Мать вдруг замерла с тарелкой в руках и, обдав ласковым взглядом сына, улыбнулась.
— В Евангелии такого нет… Не выдумывай.
— Все равно где-нибудь это сказано, — заметил Михаил. — Слишком точные слова. Надо бы у отца спросить. Он все знает…
И сын, и мать усмехнулись вместе. Разговор вернулся к отцу. Михаил сказал:
— А батя не зря попросил свою амбарную книгу в больницу. Когда я ему нес ее туда, думал — это так, для поддержания духа… А теперь вижу, он записи делает. Значит, у него там на поправку пошло. Я знал, что он делает выписки и записи, но чтобы вот так по проблемам, системно, не думал, пока не заглянул в эту книгу… У него там столько интересного…
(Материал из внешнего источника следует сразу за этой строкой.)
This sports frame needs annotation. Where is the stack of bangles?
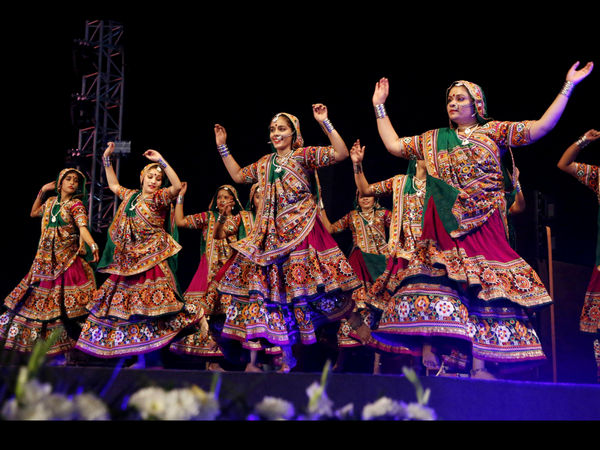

— Отец твой, Миша, — тихо отозвалась мать, — сам очень интересный человек. Он в молодости, знаешь, каким был? Все у него в руках горело. И такой жадный до всего. Книги прямо проглатывал. Его технические всегда на столе, под рукой. А ему их мало. Он все мои прочитывал. И за художественной литературой следил… И сам писал…
— Да батя и сейчас, — подхватил Михаил, — Наташкины все по искусству перечитал… А я вот так, как он, не могу разбрасываться. Мне одно что-нибудь… Я технарь. Чистый…
Они уже говорили спокойно. Перешли на кухню и здесь продолжали разговор. Мать мыла посуду, а сын стоял у открытой балконной двери и курил.
Потом опять сидели за столом и пили чай со свежим душистым вишневым вареньем, сваренным Машей только вчера. Им было обоим так хорошо и покойно, будто не существовало ни этой пугающей болезни отца, ни тревог и неприятностей Михаила на работе и дома. Они говорили, то возбуждаясь, то затихая, и совсем умолкали. Сидели рядом два родных, близких человека, и им обоим было легко, потому что они вышли на ту волну понимания и близости, на какую выходят только родители и их дети в редкие минуты их душевного единения.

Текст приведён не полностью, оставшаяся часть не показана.